Alex, if you’re reading, nice to meet you SPIRIT ANIMAL.
After spending the last year picking up odd freelance design/video/marketing jobs, traveling throughout Asia, and trying to figure out what it is I really want to do, I went back to work last month. Not to a permanent 9-5 but to a frequent freelance styling gig I gave up a year and a half ago to pursue other things. A step back? Maybe. Money in the bank? Definitely.
Even though the job was a meager one month commitment, I still found myself struggling. After being on my own schedule for the past year and finally assembling something of a daily routine, I had difficulty adjusting to a change in pace and an even harder time doing something I have zero interest in. On the one hand, I am incredibly fortunate to have a gig that requires a one-month commitment at most, pays generously, and demands little more than time. But on the other, abandoning what I’ve been working on while disrupting the rhythm that’s taken so long to find has felt like a palpable compromise.
It’s your typical catch-22: damned if you do, damned if you don’t.
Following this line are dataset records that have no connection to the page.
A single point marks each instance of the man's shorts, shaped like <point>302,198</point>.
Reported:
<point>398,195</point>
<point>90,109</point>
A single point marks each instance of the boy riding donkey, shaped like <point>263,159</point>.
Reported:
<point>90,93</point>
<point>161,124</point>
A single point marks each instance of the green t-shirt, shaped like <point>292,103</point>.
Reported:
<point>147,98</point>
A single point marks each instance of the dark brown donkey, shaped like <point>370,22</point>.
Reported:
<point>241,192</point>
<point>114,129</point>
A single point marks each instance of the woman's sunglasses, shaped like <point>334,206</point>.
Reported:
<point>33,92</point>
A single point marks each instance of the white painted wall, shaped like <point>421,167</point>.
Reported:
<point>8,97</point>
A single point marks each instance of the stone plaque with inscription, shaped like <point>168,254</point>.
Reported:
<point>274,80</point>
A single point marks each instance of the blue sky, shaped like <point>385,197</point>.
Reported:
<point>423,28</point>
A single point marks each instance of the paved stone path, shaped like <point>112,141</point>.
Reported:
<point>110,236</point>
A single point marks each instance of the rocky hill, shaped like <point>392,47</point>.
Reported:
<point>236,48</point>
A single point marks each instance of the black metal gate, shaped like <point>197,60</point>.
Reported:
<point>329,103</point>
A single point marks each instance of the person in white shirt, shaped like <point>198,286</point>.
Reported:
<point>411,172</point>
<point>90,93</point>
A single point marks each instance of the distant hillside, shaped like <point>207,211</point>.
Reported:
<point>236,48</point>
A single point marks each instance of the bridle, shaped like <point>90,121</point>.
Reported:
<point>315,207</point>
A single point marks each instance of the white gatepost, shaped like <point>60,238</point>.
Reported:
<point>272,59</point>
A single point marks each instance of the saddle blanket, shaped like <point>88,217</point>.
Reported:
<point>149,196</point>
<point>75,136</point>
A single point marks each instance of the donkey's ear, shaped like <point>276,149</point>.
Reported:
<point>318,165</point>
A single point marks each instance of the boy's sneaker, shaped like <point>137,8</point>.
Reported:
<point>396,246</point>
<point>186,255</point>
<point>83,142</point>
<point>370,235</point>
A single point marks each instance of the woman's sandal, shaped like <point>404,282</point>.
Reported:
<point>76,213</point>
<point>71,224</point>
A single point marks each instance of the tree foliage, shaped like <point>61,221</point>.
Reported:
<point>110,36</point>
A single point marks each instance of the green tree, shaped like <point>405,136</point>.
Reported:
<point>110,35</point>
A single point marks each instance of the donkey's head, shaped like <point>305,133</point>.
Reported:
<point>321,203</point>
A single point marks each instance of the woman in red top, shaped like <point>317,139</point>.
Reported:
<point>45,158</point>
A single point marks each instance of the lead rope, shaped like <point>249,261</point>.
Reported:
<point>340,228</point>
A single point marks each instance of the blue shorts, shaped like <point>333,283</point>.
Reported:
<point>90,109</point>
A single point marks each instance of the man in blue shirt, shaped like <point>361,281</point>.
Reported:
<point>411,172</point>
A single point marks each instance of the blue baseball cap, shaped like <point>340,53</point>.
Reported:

How do you balance building a business that’s not generating any money with doing unsatisfying work strictly for the income? When do you sacrifice the money in order to maintain momentum, and when do you just take the cash in order to keep afloat? When do you surrender the security of a paycheck and put all your chips on the table? Do you?
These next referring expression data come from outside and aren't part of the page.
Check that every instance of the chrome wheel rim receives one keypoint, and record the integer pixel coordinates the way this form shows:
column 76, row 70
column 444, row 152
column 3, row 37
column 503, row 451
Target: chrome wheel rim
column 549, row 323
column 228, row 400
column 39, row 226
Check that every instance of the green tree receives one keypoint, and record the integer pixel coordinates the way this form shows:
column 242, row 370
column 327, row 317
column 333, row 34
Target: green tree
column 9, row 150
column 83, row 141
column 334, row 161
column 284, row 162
I thought about this conundrum a lot while I was working. What was interesting was observing how I felt about it. The first week I was vigilant about not being persuaded by the money: I had more important things to do; my work had value and integrity and this was organizing sweaters by color. By the end of the second week and throughout the third I had given up any hope of simultaneously working on Polynate. I became mechanical and each day became a number — a countdown to the end and another dollar in my hand. When the fourth and final week arrived, I had already received more than half the money for the job and was senselessly spending it: I worked hard, I deserve this; go ahead and spend, there’s more coming.
Oh, how quickly I faltered. What began as resistance morphed into indifference and finally into resignation. The importance of my time and energy investment in Polynate was quickly undermined by the simple truth that money makes things easier. Period.
So here’s what I’m wrestling with now: three weeks after wrapping the job and I still haven’t settled into a productive routine. Reversing gears and finding my rhythm is proving trickier than I thought. Granted, I’ve been preoccupied with a trip to the remote mountains of Montana and British Columbia, but that’s not to say I haven’t had my share of down time. Because I have. And plenty of it. What I need to remind myself is that I am the only one steering this ship, and if it’s going to go anywhere, I need to get off my lazy ass and steer the damn thing.